Mas toda mulher sabe que mesmo as mãos mais instruídas às vezes não ajudam. Não é de admirar: o orgasmo é um perigo mortal para o cérebro feminino, que deve ser evitado em todas as circunstâncias!

O orgasmo como mercadoria

Nossa luxúria é guiada por um pequeno pedaço de tecido de cinco centimetros no mesencéfalo: o hipotálamo. Ele controla os hormônios, o sistema nervoso autônomo e acima de tudo: ele desencadeia o orgasmo. Essa pequena glândula não precisa de homem nem de masturbação para fazer o chão pélvico dançar.

Para o cérebro feminino um orgasmo é uma ameaça mortal. Enquanto isso, habilidades críticas de sobrevivência, como dor, medo ou autocontrole, são desligadas. Consequentemente, o cérebro se defende contra um big bang, menos com onanismo, mas principalmente com o sexo com um homem.

Um reflexo protetor que os homens não têm a propósito. Seu orgasmo não dura o suficiente para um blecaute cerebral … No nosso caso, o cérebro constantemente balbucia entre: “Raspei minhas pernas? Isso é um tachinha ou uma aranha na parede ?!
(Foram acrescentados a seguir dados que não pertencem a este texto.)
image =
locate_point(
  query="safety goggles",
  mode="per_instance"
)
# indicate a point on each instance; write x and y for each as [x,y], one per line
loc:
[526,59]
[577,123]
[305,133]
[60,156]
Superar essa tática de proteção é um desafio – o golpe mais popular (masculino) é o álcool, que deve nocautear o cérebro de uma mulher e encantar o prazer.

Prazer sem preocupações

Alguns usam técnicas de respiração e relaxamento para livrar a mente de problemas no trabalho. Esportes ou uma banheira de hidromassagem ajudam a deixar sua mente ainda melhor: fantasias eróticas, que você pode levar ao sexo! Que tal … luz de velas! Óleo de massagem, por isso desliza melhor! Roupa de cama com bom cheiro, porque o seu olfato é muito irritável. Música porque você pode esconder seus gemidos no manto do som.
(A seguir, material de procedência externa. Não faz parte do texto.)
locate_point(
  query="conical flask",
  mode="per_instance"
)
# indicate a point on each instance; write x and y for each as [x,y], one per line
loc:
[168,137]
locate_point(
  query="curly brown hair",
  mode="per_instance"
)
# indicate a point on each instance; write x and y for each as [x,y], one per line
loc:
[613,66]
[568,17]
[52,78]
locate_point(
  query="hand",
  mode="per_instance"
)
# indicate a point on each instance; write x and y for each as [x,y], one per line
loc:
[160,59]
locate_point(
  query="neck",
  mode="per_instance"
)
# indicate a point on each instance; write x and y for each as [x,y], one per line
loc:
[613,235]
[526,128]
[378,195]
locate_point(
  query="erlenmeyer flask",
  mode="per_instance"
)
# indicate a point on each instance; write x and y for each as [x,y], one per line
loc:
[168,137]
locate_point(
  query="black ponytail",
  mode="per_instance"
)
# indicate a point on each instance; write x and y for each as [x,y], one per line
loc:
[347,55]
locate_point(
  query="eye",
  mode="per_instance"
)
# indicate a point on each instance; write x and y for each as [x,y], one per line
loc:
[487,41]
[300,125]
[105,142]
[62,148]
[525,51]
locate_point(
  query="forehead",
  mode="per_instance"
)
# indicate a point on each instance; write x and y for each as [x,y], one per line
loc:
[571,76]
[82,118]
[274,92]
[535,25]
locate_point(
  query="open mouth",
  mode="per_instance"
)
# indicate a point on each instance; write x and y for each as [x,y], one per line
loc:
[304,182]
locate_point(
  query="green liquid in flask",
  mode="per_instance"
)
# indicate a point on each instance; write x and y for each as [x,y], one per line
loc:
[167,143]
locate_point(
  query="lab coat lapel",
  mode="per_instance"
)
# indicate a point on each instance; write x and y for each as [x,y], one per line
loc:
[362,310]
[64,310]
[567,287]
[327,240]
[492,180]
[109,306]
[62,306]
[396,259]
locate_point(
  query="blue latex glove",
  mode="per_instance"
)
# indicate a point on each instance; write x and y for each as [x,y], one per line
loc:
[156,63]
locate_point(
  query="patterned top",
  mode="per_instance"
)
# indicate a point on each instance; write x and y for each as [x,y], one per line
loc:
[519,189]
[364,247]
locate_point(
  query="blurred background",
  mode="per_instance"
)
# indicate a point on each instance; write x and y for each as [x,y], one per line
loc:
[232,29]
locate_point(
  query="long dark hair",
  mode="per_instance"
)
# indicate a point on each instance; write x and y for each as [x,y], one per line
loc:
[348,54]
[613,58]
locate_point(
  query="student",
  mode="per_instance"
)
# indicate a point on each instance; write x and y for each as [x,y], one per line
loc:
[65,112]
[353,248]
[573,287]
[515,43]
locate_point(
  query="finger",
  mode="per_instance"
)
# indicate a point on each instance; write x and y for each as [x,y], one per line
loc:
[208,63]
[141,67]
Detalhes sem sentido devem ser removidos da vista. Faça um pequeno lanche com antecedência. Beba um copo de Prosecco. Inicie o ato e tome o seu tempo antes que penetre.

Sinta-se seguro. Estes incluem: Se estamos a salvo de ataques e surpresas (visita, vizinhos), me sinto seguro nesta sala (sempre feche a porta, caso contrário, uma parte do cérebro está ocupada à espreita de ataques), tenho certeza se você se sente bem com esse homem?

O orgasmo feminino é provavelmente a criatura mais temperamental do universo.

Uma disputa inexplicável, um trabalho inacabado, vozes do apartamento vizinho, medo de que apenas o sujeito durma e nunca mais a procure novamente pode impedir a mulher de gozar.

Mas, você sabe, isso é definitivamente normal. Estamos pensando, seres sencientes, e quando fazemos sexo, nunca é apenas com nossos órgãos genitais, mas com toda a nossa personalidade. Trazemos para a cama religião e falácias – como o mito de que as mulheres “não precisam necessariamente de um orgasmo” ou de que “a luxúria é pecado”. Oh por favor!